Decades of struggle – poof. Apparently, the Munjaro molecule targets the same hormone as Ozempic, plus a second hormone, so it not only stimulates insulin production, it also boosts energy production.
“I urgently need,” I thought, “an analog synthesizer.” Something to fill the silence where food used to be. Every night for several weeks I spent four to five hours spinning Moog knobs. Don’t play music. It just hums and loops and hums. I needed something to fixate on, something to watch YouTube videos about. I needed something to fail every night to feel normal. And I was also manic, unbalanced, wide-eyed, sleeping five hours a night, running and walking, talking with an onslaught; my friends, happy for me but confused, called me “cocaine Paul.” I bought more synths from a guy on Craigslist when I met him in Bushwick, Brooklyn with a lot of cash. The body is not designed to drop 25 pounds in eight weeks, starting with the holidays. Sound signal. Boop.

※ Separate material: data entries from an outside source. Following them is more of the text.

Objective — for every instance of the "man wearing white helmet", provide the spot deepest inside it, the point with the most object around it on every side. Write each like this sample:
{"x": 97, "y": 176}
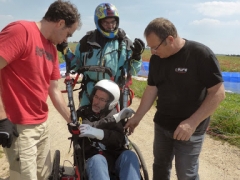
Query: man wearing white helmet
{"x": 105, "y": 153}
{"x": 108, "y": 47}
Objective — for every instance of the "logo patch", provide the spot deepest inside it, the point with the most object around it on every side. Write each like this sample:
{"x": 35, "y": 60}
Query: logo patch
{"x": 181, "y": 70}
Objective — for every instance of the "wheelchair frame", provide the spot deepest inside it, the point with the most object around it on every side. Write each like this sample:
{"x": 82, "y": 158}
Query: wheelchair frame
{"x": 78, "y": 151}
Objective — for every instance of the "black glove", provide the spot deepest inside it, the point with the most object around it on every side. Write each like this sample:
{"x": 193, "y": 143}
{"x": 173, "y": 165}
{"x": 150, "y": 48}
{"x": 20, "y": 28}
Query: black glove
{"x": 73, "y": 129}
{"x": 137, "y": 49}
{"x": 62, "y": 46}
{"x": 7, "y": 130}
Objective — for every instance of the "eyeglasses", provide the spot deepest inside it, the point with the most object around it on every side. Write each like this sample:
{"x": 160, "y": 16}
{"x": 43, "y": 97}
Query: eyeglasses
{"x": 106, "y": 23}
{"x": 100, "y": 99}
{"x": 155, "y": 49}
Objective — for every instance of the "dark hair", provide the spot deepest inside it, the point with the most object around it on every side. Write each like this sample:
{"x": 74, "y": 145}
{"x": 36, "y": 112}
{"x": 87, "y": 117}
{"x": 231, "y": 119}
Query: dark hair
{"x": 161, "y": 27}
{"x": 63, "y": 10}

With relief comes new worries. What if it stops working and I slip back into the valley of endless noise? In addition, these drugs are difficult to obtain, both because of supply chain problems and because they are prescribed off-label for weight loss rather than for diabetes. I can’t get a permanent prescription from a pharmacy. I develop a diet plan, starting with an injection every seven days and ending with an injection every eight or nine days to create a reserve.
I can see my anxiety reflected in the wave of reactions that are starting to emerge – articles, TV spots, people explaining why it’s actually good that the vast majority of those who take this drug are losing a quarter of their weight. In social networks, fat men note that our life was worthy without this drug. The wave of opinions will not reach its climax for many years to come.
And rightly so, because it’s new – not only the cure, but the whole idea of the cure. There is no API or software to download, but it is a technology that will change the order of society nonetheless. I was the living embodiment of the deadly sin of gluttony, judged as greedy and weak since the age of 10, and now that sin has been washed away. Baptism by injection. But I have no more virtue than a few months ago. I just prefer broccoli over fatty chicken. Who am I?
How long will it take until they are vaccinated against your appetites, your vices? Maybe they are not as noticeable as mine. Would you self-administer your weekly anti-greed shot? Can Big Pharma cure your laziness, lust, anger, envy, pride? Is this how humanity fixes climate change – by introducing harmony instead of hoping for it in Davos? Of course, my carbon footprint is much smaller these days. Will we get together with our smartest scientists, study hormonal pathways, and finally create a cure for billionaires?
When the domain name for my diet blog expired, I recognized that there was no technology that could change my biological response to feeling full. Now there is, and the part of me that kept track of every meal, looked for solutions in applications and programs, wrote code and took notes, is outdated. Was this time wasted? God, yes. But I learned a lot – about nutrition, about exercise, about myself. All of these lessons are good to apply now, without the panic of self-destructive hunger.
Lately, I’ve finally become less manic. I am still losing weight, but much more slowly. Do more. At night I play with my synthesizers and watch online music theory classes. With headphones on, remembering all those years of futile effort. As I fiddle with my pens, I am sometimes angry, sometimes ashamed, and often grateful. I do not know how long this post-appetite era will last and how it will end. Just once again in our life everything has changed.